7. At trial, a forensic pathologist called by petitioner, disagreed with the chief medical examiner's opinion. In the pathologist's opinion, the autopsy findings regarding the level of fluid in the lungs were not sufficient to rule drowning as the cause of death and additional testing should have been performed.

8. Petitioner asserts that New Hampshire's rule is inapplicable here for several reasons. First, the prosecution first elicited sentencing information from the accomplice and having thus opened the door it could not thereafter exclude such information. Second, the prosecution gains an unfair advantage by informing the jury what punishment the accomplice actually received while excluding the penalty which the accomplice had avoided. Because the right of confrontation under the Sixth Amendment is paramount, New Hampshire's rule should not be followed. We think petitioner's "fairness" argument is at best, mere speculation. In any event, petitioner's argument cuts both ways. Assuming that the prosecution did indeed gain an edge by telling the jury the punishment the accomplice received, it is reasonable to assume that at the same time the jury would have inferred that the accomplice avoided a much more severe penalty and thus had a great propensity to lie about the facts of the murder. Furthermore, petitioner's argument -- that we should disregard New Hampshire's rule -- boils down to the novel proposition that once evidence of a plea agreement has been introduced at trial, the confrontation clause prohibits the trial Judge from imposing limitations on cross-examination regarding the plea agreement. But "'the Confrontation Clause guarantees an opportunity for effective cross-examination, not cross-examination that is effective in whatever way, and to whatever extent, the defense might wish.'" Delaware, 475 U.S. at 679 (citing Delaware v. Fensterer, 474 U.S. 15, 20, 88 L. Ed. 2d 15, 106 S. Ct. 292 (1985) (emphasis in original)).
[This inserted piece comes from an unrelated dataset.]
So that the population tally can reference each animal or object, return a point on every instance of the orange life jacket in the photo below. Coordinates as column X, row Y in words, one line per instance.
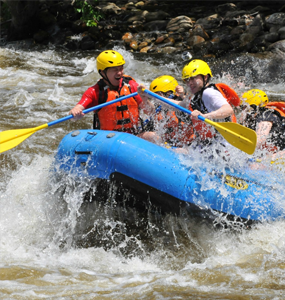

9. In fact, as the district court found, petitioner's trial counsel suggested this much to the jury during closing arguments when he stated: Vic Warner told you he was afraid he'd go down on first degree murder charge. That's why he pled. He's not real happy with 15 to 30, but it sure beats the alternative. Tr. Vol. XI, at 25.

10. Since no constitutional error was committed, we will not reach the issue of whether the error was harmless beyond a reasonable doubt.